Au bout de la rue, là où les habitations de Beloeil s’arrêtent et où les prairies reprennent leurs droits, s’élève un imposant monument rendant hommage au docteur Camille Ronflette. Depuis son esplanade spécialement aménagée, encerclé par une épaisse haie basse de legustrum, le monument donne l’impression de dominer l’horizon ; en fonte, une barrière basse entoure encore le monument précédé d’un petit sentier d’accès, tandis qu’un bas-relief représente le profil gauche du médecin décédé dix-huit mois à peine avant la double commémoration organisée par les autorités locales et les amis de Camille Ronflette. Non seulement une stèle lui est dédiée, mais en plus la rue est rebaptisée à son nom dans un délai inhabituellement court (à l’époque, on exige un délai de cinq années avant d’attribuer le nom d’une personnalité décédée à une voirie publique).
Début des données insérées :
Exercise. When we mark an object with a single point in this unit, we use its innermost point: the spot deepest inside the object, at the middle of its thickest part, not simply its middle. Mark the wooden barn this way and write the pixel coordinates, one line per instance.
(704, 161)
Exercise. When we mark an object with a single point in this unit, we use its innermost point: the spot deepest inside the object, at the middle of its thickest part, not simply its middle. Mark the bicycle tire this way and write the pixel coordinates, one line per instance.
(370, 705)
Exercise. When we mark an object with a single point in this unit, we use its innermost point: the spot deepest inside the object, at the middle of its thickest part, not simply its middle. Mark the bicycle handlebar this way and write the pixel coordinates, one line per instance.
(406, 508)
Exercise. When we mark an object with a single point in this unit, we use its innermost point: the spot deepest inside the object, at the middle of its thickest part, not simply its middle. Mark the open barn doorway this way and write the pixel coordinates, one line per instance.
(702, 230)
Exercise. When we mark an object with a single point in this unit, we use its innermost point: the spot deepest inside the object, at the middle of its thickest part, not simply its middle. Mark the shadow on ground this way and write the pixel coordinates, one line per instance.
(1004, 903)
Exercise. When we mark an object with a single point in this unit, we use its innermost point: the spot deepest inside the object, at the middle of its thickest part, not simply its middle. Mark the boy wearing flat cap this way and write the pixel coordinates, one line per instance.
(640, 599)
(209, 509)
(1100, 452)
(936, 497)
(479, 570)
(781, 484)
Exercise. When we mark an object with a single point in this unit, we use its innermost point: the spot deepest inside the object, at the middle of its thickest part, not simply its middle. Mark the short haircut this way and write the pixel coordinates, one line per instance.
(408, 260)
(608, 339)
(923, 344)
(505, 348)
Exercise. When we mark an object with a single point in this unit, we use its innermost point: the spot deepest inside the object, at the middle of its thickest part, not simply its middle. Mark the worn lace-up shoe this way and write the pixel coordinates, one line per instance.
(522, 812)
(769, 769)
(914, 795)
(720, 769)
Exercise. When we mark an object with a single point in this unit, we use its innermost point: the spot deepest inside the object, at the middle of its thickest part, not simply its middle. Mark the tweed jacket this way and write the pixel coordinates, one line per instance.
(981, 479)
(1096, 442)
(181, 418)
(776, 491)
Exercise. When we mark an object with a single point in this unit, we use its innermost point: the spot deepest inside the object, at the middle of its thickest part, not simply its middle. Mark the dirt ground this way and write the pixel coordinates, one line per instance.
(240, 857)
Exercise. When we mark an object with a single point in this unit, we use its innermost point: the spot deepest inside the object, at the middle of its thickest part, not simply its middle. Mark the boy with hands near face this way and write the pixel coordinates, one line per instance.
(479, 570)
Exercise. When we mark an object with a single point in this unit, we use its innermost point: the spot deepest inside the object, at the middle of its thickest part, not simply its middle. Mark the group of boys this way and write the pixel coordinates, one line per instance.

Cette impatience à célébrer Camille Ronflette n’est que partiellement compréhensible à la seule lecture de la dédicace placée sous le bas-relief :

Monument Camille Ronflette – © Photo Paul Delforge – Diffusion Institut Destrée © Sofam



A
CAMILLE RONFLETTE
MÉDECIN
1855 – 1930
SES AMIS ET SES CONCITOYENS
RECONNAISSANTS.
 

Ce sont l’humilité et le dévouement d’un médecin de campagne que ses contemporains ont souhaité immortaliser. Pendant cinquante ans, en effet, Camille Ronflette s'est volontairement investi, sans compter son temps et ses efforts, à s’occuper de tous les malades de Beloeil et de toute la région alentour. À travers Ronflette, tous les médecins sont ainsi remerciés pour le réconfort qu’ils apportent discrètement à la communauté villageoise.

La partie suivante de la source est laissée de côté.